The book is a complex, not easy to assimilate story about a group of rich, not very ethical Americans, and their doings in Paris, Cannes and Zurich. Central to the story are the goings on between a rich, self-made psychiatrist Dick Diver and a young, up-and-coming actress Rosemary Hoyt. Rosemary, egged on by her mother, forms an adulterous relationship with Diver which goes through fairly predictable ups and downs. Superficially, the novel details the moral degeneracy of the American upper classes during the Jazz age, going from a description of one crazy party and its aftermath to another. This hedonistic procession is broken by some back stories, for example, one which shows how Dick Diver became a much sought-after celebrity psychiatrist, educated and trained in Zurich. 

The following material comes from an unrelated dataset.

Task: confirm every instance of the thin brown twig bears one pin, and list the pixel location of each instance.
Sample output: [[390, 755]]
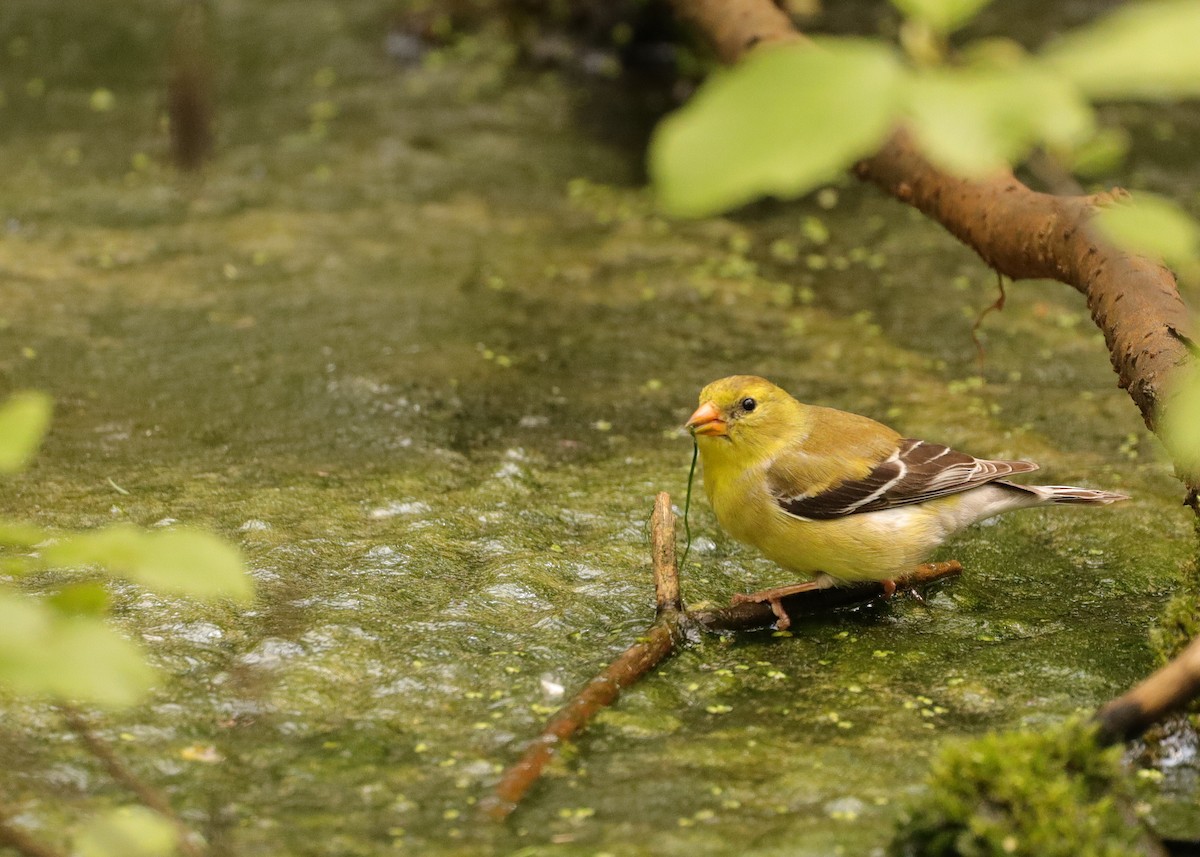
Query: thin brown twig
[[652, 648], [666, 570], [660, 641], [121, 774], [1163, 693]]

The writing is absolutely lovely, almost every sentence structure demonstrating new ways of using the language. Among these, however, there are some idiotic constructions, particularly idiotic similes that appear to be put in unthinkingly for effect. So much so, some of them seem a parody of themselves. The problem is, such inconsistencies in language, along with some other things, as mentioned below, make me doubt the sincerity of the writer, and therefore consider his social comment superficial. They make me think of Fitzgerald as an immensely talented and intelligent man, but unscrupulous and lacking integrity, using his talent to hide his inability to say anything meaningful about people, and their interactions with each other and with society. He talks badly of the forever-partying rich, appearing to despise his heroes and heroines, but I think he actually admired them. And it's not just the incongruities in his language that I find jarring. Particularly unacceptable was his treatment of the murder of a black attendant in a Paris hotel by one of the characters, and its cover up by the rest, including one or two whom we are called upon to consider admirable. The episode is treated as minor transgression, that needs to be smoothed over, like for example, getting arrested for drunkenly stealing a car.

Fitzgerald and his writings, I think, are much beloved of the neo-cons and the neo-liberals of today, and I can see where that admiration comes from. He is like the protagonist of one of his own stories, and his writings are, I guess, autobiographical.